Saturday I joined some friends on a trip to Gatagara, where we toured a pottery studio and bought some beautiful hand-made dishes. On our way back to Butare we stopped by what used to be the Mwami’s palace in Nyanza to take a look. Then, after a swim back in Butare, we cooked and feasted on delicious dal and lemon rice. Although I will admit that it wasn’t on par with the food you can get at my friend Garry’s Indian restaurant in Kigali (for anyone who will be in Kigali, you have to eat at Indian Khazana in Kiyovu it is SO good), we were pretty happy with what we put together.
Sunday afternoon I left with my colleagues (Leopold, a Field Monitor, and Mohammed, a chauffeur) for Kibuye. Forty minutes up a dirt road, on an isolated hill overlooking the volcanic islands of Lac Kivu, are over 17,000 Congolese refugees living in Kiziba Refugee Camp. We wanted to be there early Monday morning to start the week-long distribution of WFP food to all the refugees.
We stayed at a simple guesthouse in Kibuye, just behind a church that now doubles as a memorial for the almost 12,000 Tutsis who were massacred there in 1994. The view from my room on the second floor was gorgeous, and Leopold, well prepared with his kettle and food supply, put out tea and breakfast on the balcony each morning.
The Land Cruiser was full on the way up, as we give a ride to the government officials that help manage the distribution.

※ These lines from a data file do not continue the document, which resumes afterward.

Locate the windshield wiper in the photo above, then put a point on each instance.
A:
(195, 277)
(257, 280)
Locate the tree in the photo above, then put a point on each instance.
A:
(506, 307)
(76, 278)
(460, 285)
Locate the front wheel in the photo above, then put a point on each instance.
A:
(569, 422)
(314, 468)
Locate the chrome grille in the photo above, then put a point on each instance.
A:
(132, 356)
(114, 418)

I learned numerous Rwandan jokes as we chatted non-stop the whole way in interchanging French, Kinyarwanda, and English. Through translation and explanation of the jokes I was also to understand a lot more about Rwandan culture, especially as it relates to sex and relationships. I’ll save that for another post.
The refugees were happy because they were receiving rice this time, which they prefer over the maize meal WFP often gives. I was able to have some interesting conversations with people, and got a tour of the camp. Interestingly enough, in some ways the refugees are better off than people in the surrounding hills, due to the food rations they receive. At Kiziba’s nutrition centre, I met a woman who showed me her starving 8-month-old baby, with legs as thin as my fingers. She is not a refugee, but came from a nearby village to benefit from the therapeutic feeding at the centre.

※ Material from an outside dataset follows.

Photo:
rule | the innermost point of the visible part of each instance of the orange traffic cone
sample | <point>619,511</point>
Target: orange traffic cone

Mohammed and I dropped off Leopold at the camp Tuesday, before we headed back to Butare so I could continue my work there. On the way we stopped to look at some waterfalls, and a boy told us the spot’s story. Before the water came, and there was just the cliff, a man saw bees down below, and got some others to lower him down on a rope so that he could find honey. He started eating the honey while hanging on the rope, and his friends asked why aren’t you bringing some honey up for us. The man replied, when you come down here and get stung by all the bees you can eat some too. The others explained that they were doing their part by holding the rope so he should share the honey. He refused, so they dropped the rope and he fell to his death. The moral of the story being, don’t be greedy.

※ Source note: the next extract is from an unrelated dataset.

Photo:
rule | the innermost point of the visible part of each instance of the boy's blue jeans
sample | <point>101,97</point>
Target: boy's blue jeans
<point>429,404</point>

I automatically greeted a woman who had been working on the roadside, and she exclaimed to Mohammed that she was so happy because she had never met or touched an umuzungu before. She wanted me to take a photo of her, and when I offered to get a picture of us together she was ecstatic. When I showed her the photo on the digital camera, she fell over laughing. The others watching made us climb back over the fence because they were worried we would fall over the edge the way she was carrying on.
We made it back to Butare safely, where I had to laugh to myself when I read a woman’s t-shirt, which she herself probably could not read: “It’s not a bald spot. It’s a solar panel for a sex machine.”